Paul M. Thompson

See Biography: Here


Paul Thompson is a Professor in the Keck School of Medicine of USC. His team’s research projects focus on the neuroscience, mathematics, computer science, software engineering and clinical aspects of neuroimaging and brain mapping.

Paul Thompson directs the ENIGMA Consortium, a global alliance of 307 scientists in 33 countries who conduct the largest studies of 10 major brain diseases – ranging from schizophrenia, depression, ADHD, bipolar illness and OCD, to HIV and addictions on the brain. ENIGMA’s genomic screens of over 31,000 people’s brain scans and genome-wide data (published in Nature Genetics, 2012; Nature, 2015) have brought together experts from 185 institutions to unearth genetic variants that affect brain structure, disease risk, and brain connectivity. At USC, Dr. Thompson is a Professor of Neurology, Psychiatry, Radiology, Pediatrics, Engineering, and Ophthalmology, and Director of the ENIGMA Center for Worldwide Medicine, Imaging & Genomics – a $11M NIH Center of Excellence in Big Data Computing. Using worldwide medication screens, ENIGMA discovers factors that affect progression of Alzheimer’s disease and other dementias, schizophrenia, depression and childhood brain
disorders. One study unites teams from the Thai Red Cross, the US, and South Africa, and uses methods developed by Dr Thompson’s team (Nature, 2000) to study how treatments restore brain growth in HIV+ children. Dr. Thompson also directs the USC Imaging Genetics Center– a group of 40 scientists in Marina del Rey. His team created the first maps of Alzheimer’s disease and schizophrenia spreading in the living brain, and a method to track brain growth in children. Dr. Thompson has an M.A. in mathematics and Greek and Latin Languages from Oxford University, and a PhD in neuroscience from UCLA.

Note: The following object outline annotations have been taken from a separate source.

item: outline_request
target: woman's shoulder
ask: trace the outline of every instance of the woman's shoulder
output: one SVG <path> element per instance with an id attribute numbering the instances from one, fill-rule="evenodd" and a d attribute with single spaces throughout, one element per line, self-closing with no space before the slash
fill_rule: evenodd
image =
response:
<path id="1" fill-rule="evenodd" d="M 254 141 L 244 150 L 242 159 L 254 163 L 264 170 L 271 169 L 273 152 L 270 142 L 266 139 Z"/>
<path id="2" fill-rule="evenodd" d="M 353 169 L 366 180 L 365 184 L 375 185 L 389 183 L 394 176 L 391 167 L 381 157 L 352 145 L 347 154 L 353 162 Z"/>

Collaborating with imaging labs around the world, Dr. Thompson and his students have published over 1,300 publications (h-index: 116) describing novel mathematical and computational strategies for analyzing brain image databases, for detecting pathology in individual patients and groups, and for creating disease-specific atlases of the human brain.

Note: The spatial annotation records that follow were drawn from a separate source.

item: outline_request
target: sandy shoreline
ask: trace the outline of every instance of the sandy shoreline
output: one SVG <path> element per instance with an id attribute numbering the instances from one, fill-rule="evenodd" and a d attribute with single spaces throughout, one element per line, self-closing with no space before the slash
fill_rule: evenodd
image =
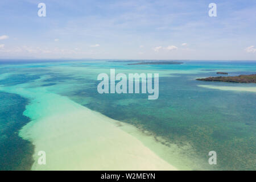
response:
<path id="1" fill-rule="evenodd" d="M 118 127 L 121 122 L 44 88 L 0 89 L 30 100 L 23 114 L 31 121 L 19 135 L 35 145 L 32 170 L 177 170 L 129 133 L 139 135 L 135 127 Z M 38 163 L 40 151 L 46 165 Z"/>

Recent work has discovered new structural and functional brain changes during brain development and degeneration, Alzheimer’s Disease and other dementias, schizophrenia and bipolar illness, HIV/AIDS, methamphetamine abuse, and autism. For many of these illnesses, Dr. Thompson’s Center is creating population-based tools to understand factors that resist them. New computational tools, developed in the lab, are used to map how these diseases spread in the living brain, and in drug trials and basic research studies.